Blinken To Discuss Ukraine, Balkans With NATO

U.S. Secretary of State Antony Blinken
U.S. Secretary of State Antony Blinken | Image by secblinken/Instagram

U.S. Secretary of State Antony Blinken is traveling to Brussels on Monday for the NATO Foreign Ministers Meeting, where he is expected to reiterate support for Ukraine and discuss the Western Balkans.

Blinken will attend the first foreign ministers meeting of the NATO-Ukraine Council, where he will express support for Ukraine on behalf of the U.S., according to a press release from the U.S. Department of State.

The U.S. has consistently taken a stance in support of Ukraine since Russia invaded the country in February.

This sentiment has also been expressed by U.S. Secretary of Defense Lloyd Austin, who said during a trip to Kyiv that there has been a “shift in mindset” by those who thought Russia would quickly overpower Ukraine.

“We will remain with you for the long haul.
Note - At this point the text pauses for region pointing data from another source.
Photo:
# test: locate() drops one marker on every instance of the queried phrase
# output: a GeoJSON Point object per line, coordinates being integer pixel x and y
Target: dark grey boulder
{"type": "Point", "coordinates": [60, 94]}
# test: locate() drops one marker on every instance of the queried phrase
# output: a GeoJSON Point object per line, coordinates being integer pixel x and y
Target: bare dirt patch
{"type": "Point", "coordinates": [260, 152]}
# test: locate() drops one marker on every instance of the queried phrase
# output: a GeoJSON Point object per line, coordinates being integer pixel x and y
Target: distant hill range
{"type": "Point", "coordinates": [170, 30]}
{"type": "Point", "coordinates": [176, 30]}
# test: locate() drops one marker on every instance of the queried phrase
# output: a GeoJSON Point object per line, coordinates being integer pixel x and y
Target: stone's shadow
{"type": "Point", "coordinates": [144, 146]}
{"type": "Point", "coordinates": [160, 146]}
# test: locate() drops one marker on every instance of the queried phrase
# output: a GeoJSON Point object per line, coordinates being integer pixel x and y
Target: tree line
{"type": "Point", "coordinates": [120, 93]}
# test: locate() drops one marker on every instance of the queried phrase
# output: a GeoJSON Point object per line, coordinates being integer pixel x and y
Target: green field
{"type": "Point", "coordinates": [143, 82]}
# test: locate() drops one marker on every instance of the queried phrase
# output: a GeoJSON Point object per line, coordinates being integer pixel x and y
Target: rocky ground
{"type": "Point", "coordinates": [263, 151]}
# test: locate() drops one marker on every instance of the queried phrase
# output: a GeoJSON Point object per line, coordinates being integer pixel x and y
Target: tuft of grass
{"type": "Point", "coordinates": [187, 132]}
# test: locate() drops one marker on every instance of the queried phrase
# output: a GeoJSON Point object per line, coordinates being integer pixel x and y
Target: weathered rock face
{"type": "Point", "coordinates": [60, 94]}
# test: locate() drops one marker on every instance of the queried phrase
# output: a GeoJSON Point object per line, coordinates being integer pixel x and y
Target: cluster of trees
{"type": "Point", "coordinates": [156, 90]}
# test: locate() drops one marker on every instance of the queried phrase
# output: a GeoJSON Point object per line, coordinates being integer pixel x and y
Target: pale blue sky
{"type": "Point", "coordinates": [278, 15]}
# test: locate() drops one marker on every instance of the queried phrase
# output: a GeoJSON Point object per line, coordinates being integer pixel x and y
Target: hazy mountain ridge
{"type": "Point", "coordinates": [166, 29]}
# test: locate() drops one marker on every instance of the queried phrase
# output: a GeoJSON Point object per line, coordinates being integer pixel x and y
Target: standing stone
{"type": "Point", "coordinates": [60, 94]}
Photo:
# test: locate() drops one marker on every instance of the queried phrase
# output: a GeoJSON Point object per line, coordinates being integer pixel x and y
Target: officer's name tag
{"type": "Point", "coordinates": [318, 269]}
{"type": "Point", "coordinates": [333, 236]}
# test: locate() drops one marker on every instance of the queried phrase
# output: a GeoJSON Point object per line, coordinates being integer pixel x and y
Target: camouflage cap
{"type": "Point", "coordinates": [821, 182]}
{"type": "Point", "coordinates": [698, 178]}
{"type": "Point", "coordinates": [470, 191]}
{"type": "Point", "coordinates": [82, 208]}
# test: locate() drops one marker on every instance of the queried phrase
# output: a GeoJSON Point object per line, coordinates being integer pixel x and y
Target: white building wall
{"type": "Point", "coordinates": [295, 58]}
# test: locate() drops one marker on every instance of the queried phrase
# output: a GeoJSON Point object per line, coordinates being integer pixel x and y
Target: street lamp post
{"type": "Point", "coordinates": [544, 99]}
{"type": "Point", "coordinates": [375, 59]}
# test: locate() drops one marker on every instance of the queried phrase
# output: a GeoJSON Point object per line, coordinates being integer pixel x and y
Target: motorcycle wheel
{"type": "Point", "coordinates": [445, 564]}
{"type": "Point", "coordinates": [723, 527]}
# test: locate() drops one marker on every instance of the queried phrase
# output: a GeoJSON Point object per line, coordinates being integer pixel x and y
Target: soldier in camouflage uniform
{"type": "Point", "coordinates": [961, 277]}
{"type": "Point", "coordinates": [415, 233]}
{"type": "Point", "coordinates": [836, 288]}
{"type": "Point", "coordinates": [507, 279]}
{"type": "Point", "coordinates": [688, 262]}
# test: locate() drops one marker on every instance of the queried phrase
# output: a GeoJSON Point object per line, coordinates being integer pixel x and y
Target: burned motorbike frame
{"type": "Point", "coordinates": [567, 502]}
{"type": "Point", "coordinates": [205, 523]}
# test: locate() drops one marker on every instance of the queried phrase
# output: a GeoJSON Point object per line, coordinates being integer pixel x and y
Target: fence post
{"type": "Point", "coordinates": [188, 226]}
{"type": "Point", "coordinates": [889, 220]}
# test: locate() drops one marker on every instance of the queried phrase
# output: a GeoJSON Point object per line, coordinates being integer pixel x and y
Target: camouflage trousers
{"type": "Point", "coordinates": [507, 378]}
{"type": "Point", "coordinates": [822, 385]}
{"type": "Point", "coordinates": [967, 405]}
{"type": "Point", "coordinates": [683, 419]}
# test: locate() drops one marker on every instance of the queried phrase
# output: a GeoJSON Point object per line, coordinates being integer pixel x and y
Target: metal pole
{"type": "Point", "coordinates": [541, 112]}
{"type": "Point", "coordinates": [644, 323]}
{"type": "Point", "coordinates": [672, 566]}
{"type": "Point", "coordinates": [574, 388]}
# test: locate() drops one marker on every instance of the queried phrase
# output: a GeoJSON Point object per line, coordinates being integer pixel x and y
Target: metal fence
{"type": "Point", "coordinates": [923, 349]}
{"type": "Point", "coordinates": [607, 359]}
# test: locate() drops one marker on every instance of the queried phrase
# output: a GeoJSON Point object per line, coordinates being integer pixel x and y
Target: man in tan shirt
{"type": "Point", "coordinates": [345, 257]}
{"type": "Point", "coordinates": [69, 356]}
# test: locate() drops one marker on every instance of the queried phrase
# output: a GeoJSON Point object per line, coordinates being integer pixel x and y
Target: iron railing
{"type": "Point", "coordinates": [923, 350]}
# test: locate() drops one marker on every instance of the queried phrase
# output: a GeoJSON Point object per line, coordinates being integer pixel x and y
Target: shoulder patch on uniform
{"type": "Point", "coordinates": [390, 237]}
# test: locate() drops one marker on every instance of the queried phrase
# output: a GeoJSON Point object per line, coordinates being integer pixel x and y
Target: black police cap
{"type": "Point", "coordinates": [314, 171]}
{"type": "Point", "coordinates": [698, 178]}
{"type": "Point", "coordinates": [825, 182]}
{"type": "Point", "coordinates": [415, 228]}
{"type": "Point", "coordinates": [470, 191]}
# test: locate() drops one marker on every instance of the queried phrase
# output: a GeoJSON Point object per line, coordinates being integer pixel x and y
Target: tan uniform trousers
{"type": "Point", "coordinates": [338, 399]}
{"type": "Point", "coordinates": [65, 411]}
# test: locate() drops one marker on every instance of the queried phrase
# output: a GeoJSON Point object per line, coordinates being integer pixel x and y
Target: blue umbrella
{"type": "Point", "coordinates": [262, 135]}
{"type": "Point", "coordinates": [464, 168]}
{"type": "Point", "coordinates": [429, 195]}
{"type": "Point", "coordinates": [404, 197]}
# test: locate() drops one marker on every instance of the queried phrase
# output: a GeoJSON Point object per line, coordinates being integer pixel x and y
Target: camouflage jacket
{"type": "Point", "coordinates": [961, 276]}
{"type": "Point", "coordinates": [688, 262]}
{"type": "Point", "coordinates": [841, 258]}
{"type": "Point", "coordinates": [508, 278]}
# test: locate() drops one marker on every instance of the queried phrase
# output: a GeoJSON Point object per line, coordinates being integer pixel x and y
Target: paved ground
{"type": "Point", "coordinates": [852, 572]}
What happened here in Ukraine — that not only matters to Ukraine but it matters to the rest of the world. It certainly matters to the United States of America,” he said, as previously reported by The Dallas Express.

A fact sheet from the U.S. Department of State claims that the U.S. has provided roughly $44.2 billion in military assistance to Ukraine, but President Joe Biden has continued to request that more be done to support the country.

The U.S. Senate recently passed a bill to avoid a government shutdown that did not include additional funding for Ukraine, a topic lawmakers are expected to address once they return from a holiday break.

In addition to the conflict in Ukraine, the foreign ministers are also expected to discuss regional stability in the Western Balkans and priorities for the Washington Summit in 2024.

Violence between Serbia and Kosovo has occurred twice in recent months, prompting the prime minister of neighboring Albania to call for an increased NATO presence in the region, according to the Associated Press.

Some Western nations have expressed concerns that Russia could instigate more violence in an attempt to draw attention away from the conflict with Ukraine, per AP.

Assistant Secretary of State for European and Eurasian Affairs James O’Brien told reporters that Blinken supports increasing the NATO presence in Kosovo to help facilitate the two sides joining the European Union.

“Having the north be secure and quiet is the key to making political progress on the roadmap, and on the two countries’ paths towards Europe,” said O’Brien, as reported by Reuters.

Discussions about the priorities for the 2024 Washington Summit will also be held, as the alliance will be celebrating its 75th Anniversary since NATO was first established in April 1949.